2018 is shaping up to be another buoyant year for the European real estate market. There’re notable areas of growth to highlight, including a rise in Asian investments in Europe; and the resurgence of opportunities to invest in real estate within both the Iberian region and the Nordics.
A change in the Capital Gains Tax regime announced by Chancellor Philip Hammond will level the playing field for UK and non-UK based investors in both residential and commercial real estate. The UK continues to be seen as a refuge by real estate investors, despite Brexit related market jitters, yet many investors are concerned about the impact that the new tax will have on margins when it’s introduced in April 2019.
The German market also remains strong overall and the uncertainty created by a potential change in political leadership is now resolved.
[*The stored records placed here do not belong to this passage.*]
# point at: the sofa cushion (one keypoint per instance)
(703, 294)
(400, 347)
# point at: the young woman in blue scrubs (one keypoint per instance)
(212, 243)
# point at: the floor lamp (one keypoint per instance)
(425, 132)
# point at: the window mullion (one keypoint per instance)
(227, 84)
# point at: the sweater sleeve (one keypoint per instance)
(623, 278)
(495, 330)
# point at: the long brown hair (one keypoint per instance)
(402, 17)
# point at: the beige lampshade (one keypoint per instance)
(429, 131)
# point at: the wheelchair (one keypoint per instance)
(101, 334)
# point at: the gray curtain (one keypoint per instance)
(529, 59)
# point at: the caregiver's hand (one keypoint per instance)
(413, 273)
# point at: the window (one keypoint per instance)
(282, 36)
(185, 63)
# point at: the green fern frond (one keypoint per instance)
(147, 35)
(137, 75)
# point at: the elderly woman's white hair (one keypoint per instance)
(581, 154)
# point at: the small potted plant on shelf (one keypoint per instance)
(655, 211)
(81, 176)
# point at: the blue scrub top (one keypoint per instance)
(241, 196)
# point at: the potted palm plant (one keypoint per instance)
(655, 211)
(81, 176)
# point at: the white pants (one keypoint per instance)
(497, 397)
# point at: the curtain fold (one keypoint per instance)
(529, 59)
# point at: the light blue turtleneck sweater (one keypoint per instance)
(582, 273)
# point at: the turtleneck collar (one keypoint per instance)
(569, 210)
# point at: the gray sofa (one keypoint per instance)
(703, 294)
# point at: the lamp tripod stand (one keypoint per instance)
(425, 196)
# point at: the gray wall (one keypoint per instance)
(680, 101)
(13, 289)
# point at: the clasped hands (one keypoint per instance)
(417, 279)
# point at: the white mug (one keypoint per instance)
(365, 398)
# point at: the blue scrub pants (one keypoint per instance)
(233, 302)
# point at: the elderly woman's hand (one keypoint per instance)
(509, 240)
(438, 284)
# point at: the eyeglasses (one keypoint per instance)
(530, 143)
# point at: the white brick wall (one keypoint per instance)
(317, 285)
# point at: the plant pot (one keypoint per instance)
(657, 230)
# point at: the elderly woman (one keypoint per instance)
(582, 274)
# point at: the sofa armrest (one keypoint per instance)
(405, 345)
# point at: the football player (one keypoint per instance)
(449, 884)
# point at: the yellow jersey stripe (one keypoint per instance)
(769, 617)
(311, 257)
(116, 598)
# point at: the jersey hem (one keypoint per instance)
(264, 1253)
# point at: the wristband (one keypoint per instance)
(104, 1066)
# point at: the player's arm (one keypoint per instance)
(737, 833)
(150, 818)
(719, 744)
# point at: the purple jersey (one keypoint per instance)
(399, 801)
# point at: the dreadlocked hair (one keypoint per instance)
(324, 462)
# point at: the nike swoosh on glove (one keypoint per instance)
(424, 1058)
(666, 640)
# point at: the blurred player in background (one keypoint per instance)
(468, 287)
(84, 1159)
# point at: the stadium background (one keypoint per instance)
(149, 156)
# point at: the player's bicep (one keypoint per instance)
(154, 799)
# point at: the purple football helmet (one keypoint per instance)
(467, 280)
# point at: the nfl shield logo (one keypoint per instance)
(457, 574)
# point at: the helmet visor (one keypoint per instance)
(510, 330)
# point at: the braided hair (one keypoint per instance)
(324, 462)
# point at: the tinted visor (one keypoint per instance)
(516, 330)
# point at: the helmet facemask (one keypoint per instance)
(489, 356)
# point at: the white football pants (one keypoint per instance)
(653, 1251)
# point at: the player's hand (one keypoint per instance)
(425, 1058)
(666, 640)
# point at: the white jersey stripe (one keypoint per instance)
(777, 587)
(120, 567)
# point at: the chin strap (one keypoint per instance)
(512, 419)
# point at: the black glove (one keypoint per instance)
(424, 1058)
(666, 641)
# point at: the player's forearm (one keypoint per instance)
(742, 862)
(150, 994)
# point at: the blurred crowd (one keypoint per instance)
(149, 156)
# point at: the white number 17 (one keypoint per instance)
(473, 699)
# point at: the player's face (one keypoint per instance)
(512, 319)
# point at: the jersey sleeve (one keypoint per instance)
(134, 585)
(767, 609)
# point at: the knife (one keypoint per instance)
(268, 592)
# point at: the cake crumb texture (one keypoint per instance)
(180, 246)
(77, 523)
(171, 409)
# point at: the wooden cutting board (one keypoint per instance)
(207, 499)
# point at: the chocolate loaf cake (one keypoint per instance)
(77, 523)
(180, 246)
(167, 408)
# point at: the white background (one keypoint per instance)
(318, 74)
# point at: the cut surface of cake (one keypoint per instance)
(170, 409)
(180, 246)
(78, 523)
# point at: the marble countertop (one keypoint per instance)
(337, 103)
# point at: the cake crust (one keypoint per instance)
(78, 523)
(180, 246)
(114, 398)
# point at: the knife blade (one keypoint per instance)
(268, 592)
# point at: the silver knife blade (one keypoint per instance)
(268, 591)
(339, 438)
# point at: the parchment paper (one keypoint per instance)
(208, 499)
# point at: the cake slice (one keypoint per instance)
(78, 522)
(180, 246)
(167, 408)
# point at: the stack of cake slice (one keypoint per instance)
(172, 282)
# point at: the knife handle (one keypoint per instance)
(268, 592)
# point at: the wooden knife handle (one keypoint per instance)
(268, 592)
Although a possible change in German Real Estate Transfer Tax (RETT) rules is mooted, only a small proportion of investors believe this will dampen down significant investment opportunities in Germany.
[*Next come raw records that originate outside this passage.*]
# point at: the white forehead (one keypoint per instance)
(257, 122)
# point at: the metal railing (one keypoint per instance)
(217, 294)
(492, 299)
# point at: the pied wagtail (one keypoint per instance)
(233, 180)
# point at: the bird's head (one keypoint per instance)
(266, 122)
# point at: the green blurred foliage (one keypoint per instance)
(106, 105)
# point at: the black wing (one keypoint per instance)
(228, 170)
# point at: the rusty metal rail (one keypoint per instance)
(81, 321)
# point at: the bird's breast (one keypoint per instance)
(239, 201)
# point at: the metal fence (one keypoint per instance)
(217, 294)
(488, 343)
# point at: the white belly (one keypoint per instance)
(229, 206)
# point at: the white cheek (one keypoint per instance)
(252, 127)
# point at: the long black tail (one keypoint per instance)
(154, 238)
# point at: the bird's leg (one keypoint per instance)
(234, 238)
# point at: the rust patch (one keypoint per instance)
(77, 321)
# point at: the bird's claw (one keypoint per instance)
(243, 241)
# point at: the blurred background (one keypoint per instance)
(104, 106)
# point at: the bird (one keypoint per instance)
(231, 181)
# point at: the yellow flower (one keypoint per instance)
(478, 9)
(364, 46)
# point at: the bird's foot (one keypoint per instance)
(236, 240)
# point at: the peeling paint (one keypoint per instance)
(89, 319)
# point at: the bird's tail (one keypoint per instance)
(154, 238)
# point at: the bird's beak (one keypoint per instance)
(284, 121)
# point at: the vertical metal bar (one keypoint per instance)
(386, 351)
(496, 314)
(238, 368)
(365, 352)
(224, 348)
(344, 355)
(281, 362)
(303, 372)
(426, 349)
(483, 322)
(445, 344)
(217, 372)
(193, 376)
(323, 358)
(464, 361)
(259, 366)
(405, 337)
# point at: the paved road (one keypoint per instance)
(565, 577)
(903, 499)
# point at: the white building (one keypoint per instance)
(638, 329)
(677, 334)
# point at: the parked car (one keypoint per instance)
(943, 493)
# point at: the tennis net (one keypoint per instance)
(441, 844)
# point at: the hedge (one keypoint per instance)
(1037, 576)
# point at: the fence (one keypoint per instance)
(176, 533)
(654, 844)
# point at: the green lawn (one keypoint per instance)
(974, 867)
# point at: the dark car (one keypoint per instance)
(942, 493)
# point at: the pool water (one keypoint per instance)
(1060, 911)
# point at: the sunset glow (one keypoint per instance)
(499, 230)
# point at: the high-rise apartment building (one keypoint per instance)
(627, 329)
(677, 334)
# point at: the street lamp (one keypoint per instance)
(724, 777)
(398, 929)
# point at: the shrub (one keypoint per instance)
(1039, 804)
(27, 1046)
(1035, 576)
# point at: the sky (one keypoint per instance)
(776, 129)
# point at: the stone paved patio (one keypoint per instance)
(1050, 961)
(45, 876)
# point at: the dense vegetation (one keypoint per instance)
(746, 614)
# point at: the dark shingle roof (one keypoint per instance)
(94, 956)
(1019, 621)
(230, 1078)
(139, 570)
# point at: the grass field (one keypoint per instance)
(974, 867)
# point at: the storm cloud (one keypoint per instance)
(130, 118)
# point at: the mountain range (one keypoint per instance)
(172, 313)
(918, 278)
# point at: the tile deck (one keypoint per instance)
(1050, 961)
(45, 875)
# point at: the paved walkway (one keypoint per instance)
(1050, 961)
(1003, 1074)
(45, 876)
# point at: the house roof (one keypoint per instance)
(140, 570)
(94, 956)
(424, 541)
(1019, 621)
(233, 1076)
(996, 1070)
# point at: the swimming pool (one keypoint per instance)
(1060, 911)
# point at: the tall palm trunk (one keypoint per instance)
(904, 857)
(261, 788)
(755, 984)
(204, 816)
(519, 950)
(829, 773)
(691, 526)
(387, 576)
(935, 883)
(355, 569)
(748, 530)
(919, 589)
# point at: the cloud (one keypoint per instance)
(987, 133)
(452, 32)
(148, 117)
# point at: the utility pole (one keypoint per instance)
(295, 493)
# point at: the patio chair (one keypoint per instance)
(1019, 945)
Artificial intelligence (AI) is likely to see an increase in interest in the European real estate market in 2018 and beyond. Investors believe that AI will be widely deployed across the industry in the short to medium term and that huge cost savings plus a reduction in time consuming manual tasks will ensue as a result. However, many real estate professionals remain wedded to traditional working methods, believing that AI still needs to be fully tried and tested.
Growth in key markets across Europe, underpinned by the accelerated change to operational processes enabled by AI, will ensure that the robust conditions enjoyed by the real estate industry in the first quarter of 2018 will continue for the rest of the year.
Uncertainty created by known changes to regulations not yet fully implemented, along with political change, means that we should always be prepared for the unexpected, but many of the bumps in the road highlighted in last year’s report are now safely navigated.